I don't always start with mineral oil but somewhere along the line I'll wipe the wood with it or dribble some on the sandpaper.


----------



## Thuzmund (Dec 9, 2013)

PRG, I have not been raising the grain. I see that some folks do that with a solvent-based product, and other just add water or mineral oil. Does that sound about right?


----------



## wormil (Nov 19, 2011)

You need water or alcohol to raise the grain. AFAIK, petroleum products will not do it. Mineral oil or wax acts as a sanding lubricant and helps fill the pores, I get a smoother surface using it especially on end grain.


----------



## rhford (Aug 28, 2013)

I have found that using water as I sand, combined with slowing the lathe down to maybe 200 - 250 rpms (in reverse if possible) and keeping the sandpaper moving all of the time makes a big difference. Another trick I got from Vince of www.vinceswoodnwonders.com is to paint the surface with a very thin coat of sanding sealer to raise the grain and make it stand up to the sandpaper. Sort of what shaving cream does to a beard.

Hope this helps.

Ron


----------



## RussellAP (Feb 21, 2012)

I think there are two ways you get this result, one is of course the tool you use to finish the turning, and the other is sanding while on the lathe. I've personally never understood why so much sanding is necessary if you have the right chisel, it should need very little sanding, but if you do sand on the lathe, I'd never just stick a piece of sand paper on something spinning at 500 RPM without expecting some lines to appear whether or not you smoothed it out well with the finishing chisel. The best answer is to get some of those pads you put on the end of your screw gun. Get the extra soft foam and use some 240G on it while the piece turns in the lathe at a low speed. It's more like a ROS that way and less likely to produce lines. 
But your time is much better spent with a sharp carbide oval tip finishing chisel. Some woods it wont work on, but most hardwoods come out much better if you don't need to sand them afterward.


----------



## Thuzmund (Dec 9, 2013)

Russell, thanks for your reply. This is all new to me, but it has been making sense (generally) to me as you guys walk me along. Here's another example where I treated an important detail like a simple checkbox: of course sandpaper will score wood to some degree; that's its job, right? I can see the circles forming in my mind's eye similar to layout marks drawn by pressing a pencil tip against the rotating wood. Why would it be so surprising to encounter?
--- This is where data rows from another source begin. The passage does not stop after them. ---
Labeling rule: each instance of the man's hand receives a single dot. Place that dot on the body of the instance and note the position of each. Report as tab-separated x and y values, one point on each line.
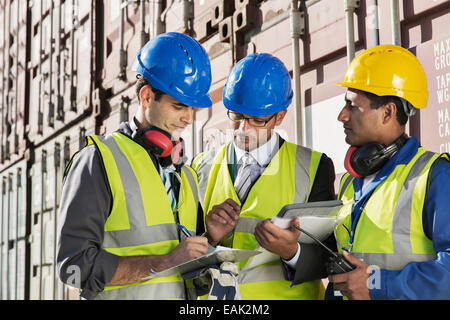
282	242
221	220
353	284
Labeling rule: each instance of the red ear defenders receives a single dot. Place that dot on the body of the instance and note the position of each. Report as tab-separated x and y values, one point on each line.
364	161
161	144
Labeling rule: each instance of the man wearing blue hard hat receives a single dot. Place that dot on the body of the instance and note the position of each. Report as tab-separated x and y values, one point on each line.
257	174
127	195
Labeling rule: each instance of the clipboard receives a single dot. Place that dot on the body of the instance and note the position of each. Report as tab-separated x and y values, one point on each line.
318	218
213	256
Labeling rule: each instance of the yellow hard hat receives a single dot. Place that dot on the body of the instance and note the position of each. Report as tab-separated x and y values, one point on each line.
388	70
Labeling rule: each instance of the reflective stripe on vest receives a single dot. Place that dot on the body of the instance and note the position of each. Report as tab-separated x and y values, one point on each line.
287	179
390	231
141	221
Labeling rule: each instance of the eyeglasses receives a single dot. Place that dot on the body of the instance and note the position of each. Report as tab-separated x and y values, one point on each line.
254	122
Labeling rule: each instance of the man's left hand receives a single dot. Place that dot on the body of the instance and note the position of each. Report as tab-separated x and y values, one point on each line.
282	242
353	284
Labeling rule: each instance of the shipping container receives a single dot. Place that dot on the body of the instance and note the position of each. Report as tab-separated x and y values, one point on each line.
14	52
50	160
14	232
63	65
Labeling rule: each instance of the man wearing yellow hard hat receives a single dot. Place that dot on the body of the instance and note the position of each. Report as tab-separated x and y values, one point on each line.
400	223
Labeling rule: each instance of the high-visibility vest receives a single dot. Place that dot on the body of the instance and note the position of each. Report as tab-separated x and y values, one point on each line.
389	233
287	179
141	221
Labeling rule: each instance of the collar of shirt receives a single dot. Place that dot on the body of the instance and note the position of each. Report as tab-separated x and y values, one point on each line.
263	154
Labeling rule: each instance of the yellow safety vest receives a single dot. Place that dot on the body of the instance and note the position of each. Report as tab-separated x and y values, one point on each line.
389	233
141	221
287	179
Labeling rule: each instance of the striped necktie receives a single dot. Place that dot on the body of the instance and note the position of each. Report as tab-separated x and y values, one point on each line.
243	180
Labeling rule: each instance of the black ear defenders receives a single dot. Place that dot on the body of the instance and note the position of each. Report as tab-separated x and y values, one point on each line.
161	143
366	160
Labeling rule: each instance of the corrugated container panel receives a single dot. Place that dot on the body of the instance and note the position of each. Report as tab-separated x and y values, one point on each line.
12	272
14	227
46	173
116	74
63	66
21	270
432	124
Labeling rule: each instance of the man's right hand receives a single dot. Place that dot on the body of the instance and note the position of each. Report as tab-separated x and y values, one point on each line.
221	220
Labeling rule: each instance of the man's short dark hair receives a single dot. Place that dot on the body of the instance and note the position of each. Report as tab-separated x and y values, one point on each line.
142	82
378	101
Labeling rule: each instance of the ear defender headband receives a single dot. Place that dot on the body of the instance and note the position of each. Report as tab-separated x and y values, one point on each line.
364	161
161	144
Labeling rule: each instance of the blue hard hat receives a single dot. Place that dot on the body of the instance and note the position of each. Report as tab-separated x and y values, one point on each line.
177	65
259	85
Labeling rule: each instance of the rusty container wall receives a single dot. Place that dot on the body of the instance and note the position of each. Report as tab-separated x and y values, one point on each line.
47	171
62	65
14	53
14	232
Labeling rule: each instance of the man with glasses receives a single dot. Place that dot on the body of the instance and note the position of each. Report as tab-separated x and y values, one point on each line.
258	173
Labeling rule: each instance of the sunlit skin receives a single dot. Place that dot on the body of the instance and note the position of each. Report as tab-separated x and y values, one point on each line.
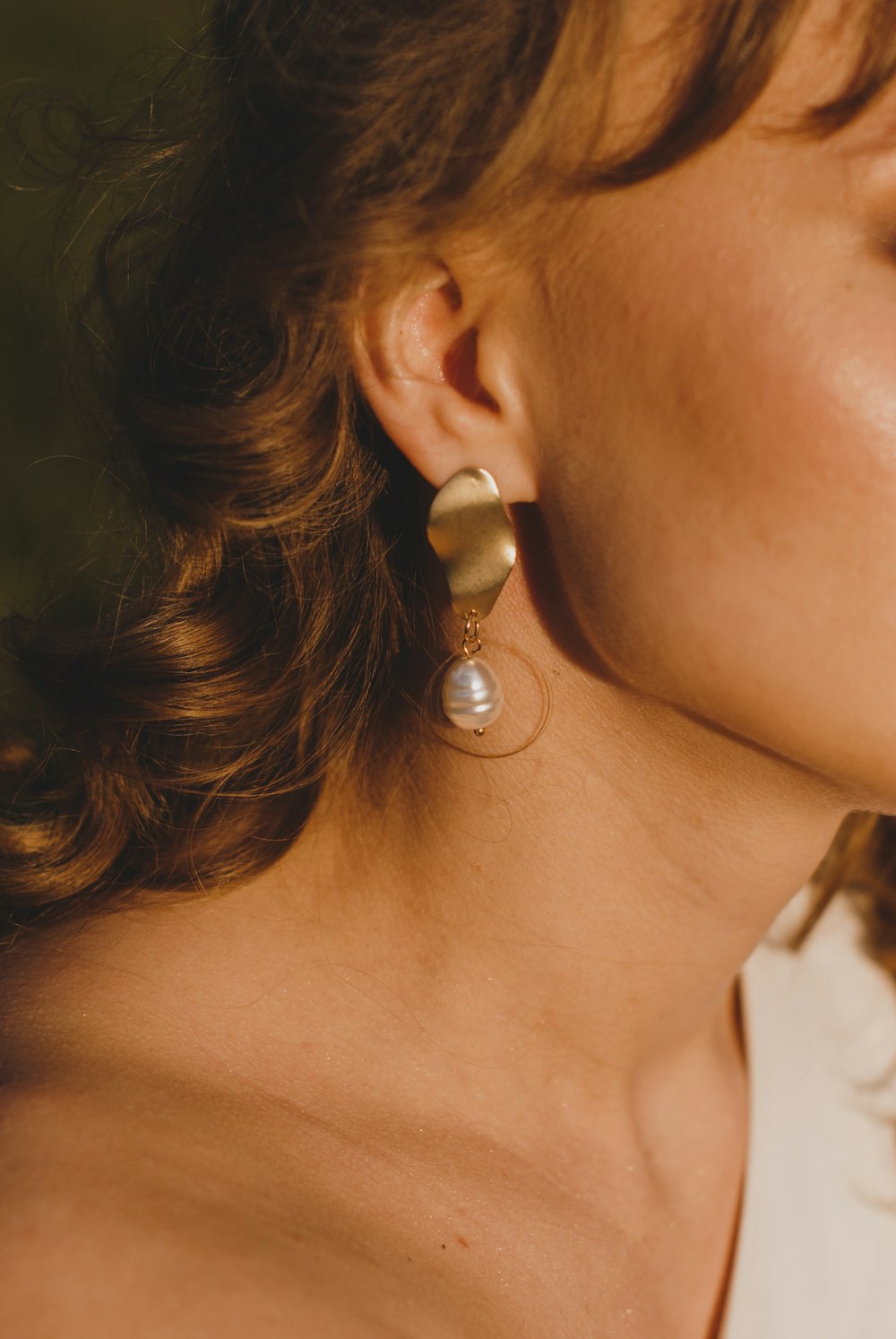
473	1067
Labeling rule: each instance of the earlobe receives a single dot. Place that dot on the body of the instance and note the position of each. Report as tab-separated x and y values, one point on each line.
417	359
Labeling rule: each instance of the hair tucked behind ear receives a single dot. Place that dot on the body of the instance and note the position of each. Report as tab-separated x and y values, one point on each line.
302	151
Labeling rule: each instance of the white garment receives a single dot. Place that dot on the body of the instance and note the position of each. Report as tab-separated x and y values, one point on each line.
814	1259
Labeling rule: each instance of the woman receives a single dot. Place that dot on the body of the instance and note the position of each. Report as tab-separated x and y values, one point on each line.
324	1015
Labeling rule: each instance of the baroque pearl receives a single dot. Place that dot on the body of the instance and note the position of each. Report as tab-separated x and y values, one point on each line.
471	694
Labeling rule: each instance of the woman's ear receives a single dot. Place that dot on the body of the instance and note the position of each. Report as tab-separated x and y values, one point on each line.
445	387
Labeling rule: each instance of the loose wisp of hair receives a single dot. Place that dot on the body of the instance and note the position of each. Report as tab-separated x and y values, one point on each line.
276	616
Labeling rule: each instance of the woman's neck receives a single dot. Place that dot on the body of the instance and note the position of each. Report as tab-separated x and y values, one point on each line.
521	943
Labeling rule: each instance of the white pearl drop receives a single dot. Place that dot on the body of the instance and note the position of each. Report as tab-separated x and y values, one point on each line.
471	694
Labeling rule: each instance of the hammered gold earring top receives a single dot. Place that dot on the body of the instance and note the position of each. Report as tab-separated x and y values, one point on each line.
473	537
474	540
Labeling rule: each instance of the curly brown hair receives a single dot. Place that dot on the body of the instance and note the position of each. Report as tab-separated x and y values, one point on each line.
280	618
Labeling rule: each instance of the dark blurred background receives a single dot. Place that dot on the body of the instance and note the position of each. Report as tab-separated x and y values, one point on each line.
51	479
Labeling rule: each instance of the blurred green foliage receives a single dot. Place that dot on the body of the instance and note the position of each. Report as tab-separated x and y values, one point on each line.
51	477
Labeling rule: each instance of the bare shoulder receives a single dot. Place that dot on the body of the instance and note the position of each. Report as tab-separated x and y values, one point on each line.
99	1241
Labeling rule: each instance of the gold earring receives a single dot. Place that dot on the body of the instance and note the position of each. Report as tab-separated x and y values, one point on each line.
473	537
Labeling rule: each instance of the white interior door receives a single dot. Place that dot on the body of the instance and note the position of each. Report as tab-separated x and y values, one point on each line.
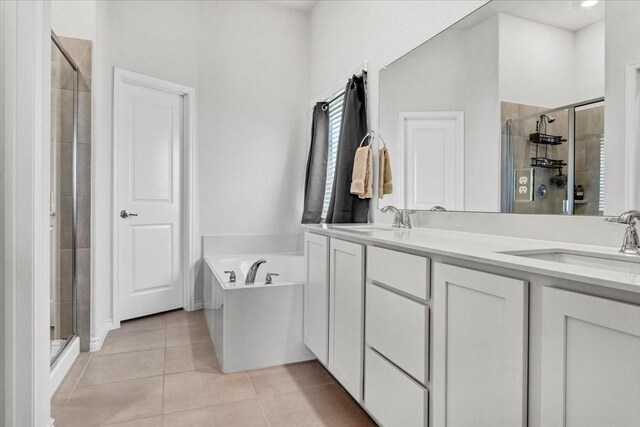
149	144
432	145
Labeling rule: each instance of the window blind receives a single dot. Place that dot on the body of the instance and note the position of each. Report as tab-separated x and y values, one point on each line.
335	121
601	183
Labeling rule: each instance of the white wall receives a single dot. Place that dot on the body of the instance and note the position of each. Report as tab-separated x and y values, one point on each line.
74	18
536	63
248	62
622	49
589	61
483	130
346	33
548	66
253	117
462	70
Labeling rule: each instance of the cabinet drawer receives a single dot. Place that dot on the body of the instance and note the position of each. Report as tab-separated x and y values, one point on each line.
391	397
405	272
398	328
My handyman side said that SP makes stuff smooth; the "circular imagination" required/developed by lathe work would have alerted me that the sandpaper shouldn't have been merely pressed on if my wish was to avoid lines.

This is, as you mentioned, assuming that the lines weren't caused by tool technique.

I have recently started working more with the skew chisels and scrapers, and trying for shearing-type cuts when using my gouges. It's definitely a primary goal of mine to unlock this latest technical mystery!

Finally, I have only just recently heard about those sanding mandrels that attach to a drill. (Now, picturing how the sanding action of the pad against the rotating wood is a great example of that "circular imagination" that I'm trying to acquire-it's kinda hard!  It would seem to me that when sanding the inside of a bowl, I should use opposing combinations of drill and lathe directions:

Lathe turning CCW (normal direction)
Drill turning CW (righty-tighty)

Lathe turning CW (opposite direction)
Drill turning CCW (lefty-loosey)

This way, the sanding action is always moving against the rotation of the wood. The other way would seem to me less aggressive, perhaps. I wonder what everyone's experience has been with that.

Thanks for all the ongoing feedback and a happy 2014 to everybody.


----------



## RussellAP (Feb 21, 2012)

Judging by the photo's I'd say the chisel is your main culprit here. Spalted maple is not great for uniform results. The end grain always opens up instead of cutting. What I do now is go ahead and gouge most of the material out, then use scrapers, either righties or lefties depending on your orientation, and smooth it out while you take out that last bit of material. A good sharpening before hand is a must and then a very light touch. If I saw any more lines, I'd use a round or oval carbide to smooth it out, but…and here's where you need some experience on chucking…you need to spin the bowl very fast. I usually get my lathe up to about 3k rpm. Needless to say you must be extremely careful and just barely graze the inside of the bowl and move very slowly and very uniformly. You'll get the hang of it, but please wear a face shield.


----------